In Harpal Singh (Chhota) v State of Punjab, the Supreme Court has held that secondary evidence in the form of electronic records cannot be admitted in evidence unless a certificate under section 65B(4) of the Evidence Act, 1872, is produced.
This section requires the production of a certificate that is issued by a senior person responsible for the computer on which the electronic record was created, or is stored. The certificate must uniquely identify the original electronic record, describe the manner of its creation, describe the device that created it, and certify compliance with the technological conditions of section 65B(2) of the Evidence Act.
The prosecution in the case had produced a printed copy of computer-generated call records stored on hard disks of servers of mobile phone services providers, to correlate calls made between the mobile phones involved.
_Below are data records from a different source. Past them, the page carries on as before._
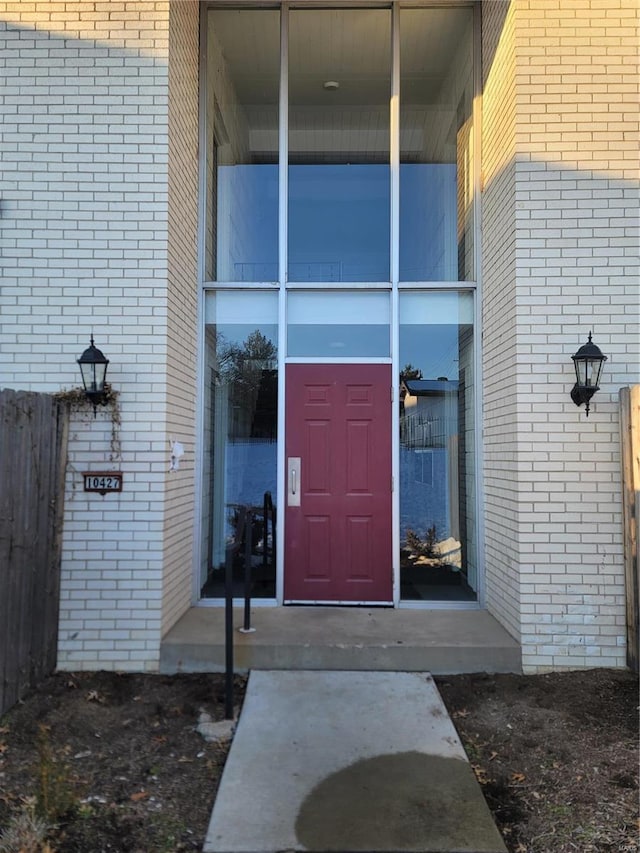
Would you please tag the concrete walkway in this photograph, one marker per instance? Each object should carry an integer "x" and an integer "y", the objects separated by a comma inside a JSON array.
[{"x": 348, "y": 762}]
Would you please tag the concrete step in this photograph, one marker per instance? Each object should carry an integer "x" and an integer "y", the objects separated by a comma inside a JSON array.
[{"x": 342, "y": 638}]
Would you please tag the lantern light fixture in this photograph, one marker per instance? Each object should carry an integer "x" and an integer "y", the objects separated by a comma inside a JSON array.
[
  {"x": 93, "y": 368},
  {"x": 588, "y": 363}
]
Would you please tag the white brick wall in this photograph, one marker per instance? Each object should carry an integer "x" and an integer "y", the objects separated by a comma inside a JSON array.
[
  {"x": 576, "y": 202},
  {"x": 86, "y": 237}
]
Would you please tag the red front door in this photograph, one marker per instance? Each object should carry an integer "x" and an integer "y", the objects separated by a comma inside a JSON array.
[{"x": 338, "y": 509}]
The trial court and the high court had held it admissible even though a certificate as required under section 65B(4) was not presented.
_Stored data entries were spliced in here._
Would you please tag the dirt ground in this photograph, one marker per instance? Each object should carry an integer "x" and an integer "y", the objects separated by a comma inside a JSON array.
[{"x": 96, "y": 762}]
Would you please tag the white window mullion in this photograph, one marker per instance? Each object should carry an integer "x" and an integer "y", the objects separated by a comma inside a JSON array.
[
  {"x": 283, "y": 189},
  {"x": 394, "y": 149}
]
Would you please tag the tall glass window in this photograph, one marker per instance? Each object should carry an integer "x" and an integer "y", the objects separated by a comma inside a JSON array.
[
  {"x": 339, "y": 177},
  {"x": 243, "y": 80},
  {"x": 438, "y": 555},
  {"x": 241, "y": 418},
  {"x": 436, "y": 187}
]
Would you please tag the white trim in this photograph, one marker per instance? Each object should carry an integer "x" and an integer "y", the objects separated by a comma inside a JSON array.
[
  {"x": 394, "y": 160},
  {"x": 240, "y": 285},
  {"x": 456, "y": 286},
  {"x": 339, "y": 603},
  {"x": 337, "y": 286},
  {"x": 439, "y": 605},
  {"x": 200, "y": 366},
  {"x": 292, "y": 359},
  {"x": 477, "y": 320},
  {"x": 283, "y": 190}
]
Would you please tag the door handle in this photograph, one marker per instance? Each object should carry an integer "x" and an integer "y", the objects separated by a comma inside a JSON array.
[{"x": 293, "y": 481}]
Despite upholding the conviction delivered by the trial court and the high court, the Supreme Court observed that the secondary evidence in the form of a printed copy of the call details was inadmissible, even assuming that section 65B(2) of the Evidence Act had been complied with, in the absence of a certificate under section 65B(4).
Section 65B of the Evidence Act details the special procedure for adducing electronic records in evidence. Section 65B(2) lists technological conditions under which a duplicate copy (including a print-out) of an original electronic record may be used. In making this ruling the Supreme Court referred to an earlier ruling it made in Anvar PV v PK Basheer and others (2014).
The judgment is significant as by bypassing the special law on electronic records, Indian courts have continued to apply the provisions pertaining to documents to electronically stored information.